Thank you for considering contributing! Whether you are adding a new test or tailoring existing ones to your data and validation needs, your contributions help make the framework more flexible, robust, and useful for a wide range of datasets.
Before contributing, ensure your environment is set up as described in Getting Started.
-
Create a new branch
In a terminal at the project root:
git checkout -b branch_name -
Install required libraries
In a terminal, run:
pip install -r requirements.txt -
Create a test by following the steps in Adding New Tests
-
Verify your tests work as expected by following Testing your Changes
Note: If you are only testing locally, you can stop here. The remaining steps are only required if you want to contribute your test to the framework.
-
Stage your changes
Only add the files you want included in the pull request.

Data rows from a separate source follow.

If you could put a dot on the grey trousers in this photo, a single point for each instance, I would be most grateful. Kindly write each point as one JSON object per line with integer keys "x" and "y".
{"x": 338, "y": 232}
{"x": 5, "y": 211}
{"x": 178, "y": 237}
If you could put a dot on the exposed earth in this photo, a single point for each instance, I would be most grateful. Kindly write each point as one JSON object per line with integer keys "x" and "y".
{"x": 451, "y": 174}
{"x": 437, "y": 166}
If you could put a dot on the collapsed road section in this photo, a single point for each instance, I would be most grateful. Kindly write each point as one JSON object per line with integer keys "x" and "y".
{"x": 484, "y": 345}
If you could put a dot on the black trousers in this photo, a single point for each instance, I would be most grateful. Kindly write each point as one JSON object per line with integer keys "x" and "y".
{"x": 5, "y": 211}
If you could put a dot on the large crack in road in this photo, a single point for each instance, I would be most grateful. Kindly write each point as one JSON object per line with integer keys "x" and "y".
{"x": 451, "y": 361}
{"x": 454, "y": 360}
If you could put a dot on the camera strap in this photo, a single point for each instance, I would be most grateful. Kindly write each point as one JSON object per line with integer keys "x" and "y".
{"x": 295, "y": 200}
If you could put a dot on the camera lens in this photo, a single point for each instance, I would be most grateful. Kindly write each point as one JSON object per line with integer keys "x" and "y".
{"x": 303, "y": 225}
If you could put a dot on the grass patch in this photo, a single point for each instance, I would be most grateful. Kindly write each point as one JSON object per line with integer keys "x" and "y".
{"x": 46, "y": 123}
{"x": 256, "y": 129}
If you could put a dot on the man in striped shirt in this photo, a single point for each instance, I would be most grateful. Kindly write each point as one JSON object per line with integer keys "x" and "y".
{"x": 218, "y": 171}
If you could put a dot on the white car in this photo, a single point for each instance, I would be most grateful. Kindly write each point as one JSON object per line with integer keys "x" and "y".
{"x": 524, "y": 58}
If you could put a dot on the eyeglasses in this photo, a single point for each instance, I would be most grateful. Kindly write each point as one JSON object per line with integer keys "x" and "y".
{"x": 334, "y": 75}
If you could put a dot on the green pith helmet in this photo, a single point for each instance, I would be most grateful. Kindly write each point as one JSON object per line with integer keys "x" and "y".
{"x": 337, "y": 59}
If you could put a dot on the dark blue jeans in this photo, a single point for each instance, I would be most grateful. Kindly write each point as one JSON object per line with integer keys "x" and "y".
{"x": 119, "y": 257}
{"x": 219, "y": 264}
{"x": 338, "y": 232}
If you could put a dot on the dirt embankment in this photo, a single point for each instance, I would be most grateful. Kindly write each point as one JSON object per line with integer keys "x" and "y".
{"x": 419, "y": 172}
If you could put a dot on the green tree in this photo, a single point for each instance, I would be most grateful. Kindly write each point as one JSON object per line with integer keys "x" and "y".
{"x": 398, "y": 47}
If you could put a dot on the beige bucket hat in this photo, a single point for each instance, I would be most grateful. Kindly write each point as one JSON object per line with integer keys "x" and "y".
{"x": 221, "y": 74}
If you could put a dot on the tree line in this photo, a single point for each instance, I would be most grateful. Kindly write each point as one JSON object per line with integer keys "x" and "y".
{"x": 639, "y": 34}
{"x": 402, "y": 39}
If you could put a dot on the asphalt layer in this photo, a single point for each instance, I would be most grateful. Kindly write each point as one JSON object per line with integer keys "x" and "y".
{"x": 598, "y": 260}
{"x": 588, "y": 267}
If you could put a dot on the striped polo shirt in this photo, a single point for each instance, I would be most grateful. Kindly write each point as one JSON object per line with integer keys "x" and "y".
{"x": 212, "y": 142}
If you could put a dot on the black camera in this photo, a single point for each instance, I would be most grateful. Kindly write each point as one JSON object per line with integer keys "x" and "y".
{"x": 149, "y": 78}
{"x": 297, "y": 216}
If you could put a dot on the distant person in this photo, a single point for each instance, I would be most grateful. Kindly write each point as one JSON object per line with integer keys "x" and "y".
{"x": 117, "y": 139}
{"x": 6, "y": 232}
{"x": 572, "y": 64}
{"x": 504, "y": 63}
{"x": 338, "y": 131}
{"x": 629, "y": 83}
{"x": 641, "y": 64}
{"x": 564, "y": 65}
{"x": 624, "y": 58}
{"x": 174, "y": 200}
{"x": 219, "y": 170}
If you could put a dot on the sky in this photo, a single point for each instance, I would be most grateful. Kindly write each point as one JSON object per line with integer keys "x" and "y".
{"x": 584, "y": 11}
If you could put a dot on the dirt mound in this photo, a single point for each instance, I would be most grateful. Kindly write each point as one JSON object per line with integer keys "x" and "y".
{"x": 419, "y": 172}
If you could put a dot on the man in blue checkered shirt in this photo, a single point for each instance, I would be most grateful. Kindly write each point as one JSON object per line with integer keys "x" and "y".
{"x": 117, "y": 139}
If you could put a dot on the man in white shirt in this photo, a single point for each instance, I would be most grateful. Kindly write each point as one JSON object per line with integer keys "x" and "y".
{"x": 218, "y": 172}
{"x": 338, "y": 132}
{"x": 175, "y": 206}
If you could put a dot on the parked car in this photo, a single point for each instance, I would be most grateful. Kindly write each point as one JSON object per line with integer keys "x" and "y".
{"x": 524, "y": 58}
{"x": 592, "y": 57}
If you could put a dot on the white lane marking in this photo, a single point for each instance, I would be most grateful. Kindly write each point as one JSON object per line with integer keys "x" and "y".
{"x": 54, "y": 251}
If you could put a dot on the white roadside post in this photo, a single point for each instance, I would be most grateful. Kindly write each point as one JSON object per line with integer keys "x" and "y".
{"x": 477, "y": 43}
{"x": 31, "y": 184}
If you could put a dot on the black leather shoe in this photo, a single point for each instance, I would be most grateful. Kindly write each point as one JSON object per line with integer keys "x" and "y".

In a terminal at the project root:
git add dimensions/<dimension>/x#.py # e.g., git add dimensions/accuracy/a1.py -
Commit and push your changes
In a terminal at the project root:
git commit -m "Added new test X# for [dimension]" git push -u origin branch_name -
Open a pull request to merge your changes into the main repository
Describe the test and include examples if helpful.
TODO: Set a standard for merging changes to main repo
The framework organizes tests into dimensions, where tests that evaluate similar aspects of data quality are conceptually grouped as metrics. Each dimension is stored in its own folder, containing all files needed to define, manage, and load its tests.
dimension_reference.py: Manages and loads all tests in a dimension, collects their metadata, and providesrun_tests()to execute selected or all tests with their specific parameters.- Test file (e.g.,
a1.py,c2.py): Defines a single test's parameters, logic, and metadata. Each test returns a score and optionally a CSV used for reporting. test_template.py: Provides a template for contributors to add a new test, including placeholders for parameters, logic, and metadata.
Add a new test or customize an existing one by copying the test template and filling in the # TODO sections.
- Test names must follow the
X#naming convention (e.g.,A1). - Any new library added for a test is to be added to the requirements.txt file with the package version specified.
- Identify the dimension your test belongs to. See the Tests Reference Table for reference.
- Navigate to the corresponding dimension folder under dimensions/.
- Copy the test template
test_template.pyand rename it to your test name (e.g.,a5.py). - Edit the template following the
# TODOcomments:- Define the test name and test specific parameters.
- Assign test specific attributes to
selfvariables. - Set
self.threshold(useNoneif not applicable). - Set
self.selected_columns(useNoneif your test does not specify specific columns). - Implement your test logic in
run_test(). - Optional: Define test metadata and parameter types in
create_metadata()to run your test in the UI tool. Skip this step if using only the notebook.- Set each parameter's type using
ParameterType.[TYPE](see available types here).
- Set each parameter's type using
- Import any required operation modules from utils/ at the top of your test file (e.g.,
from utils import item_operations, column_operations, table_operations).- See Operations for a list of available operations.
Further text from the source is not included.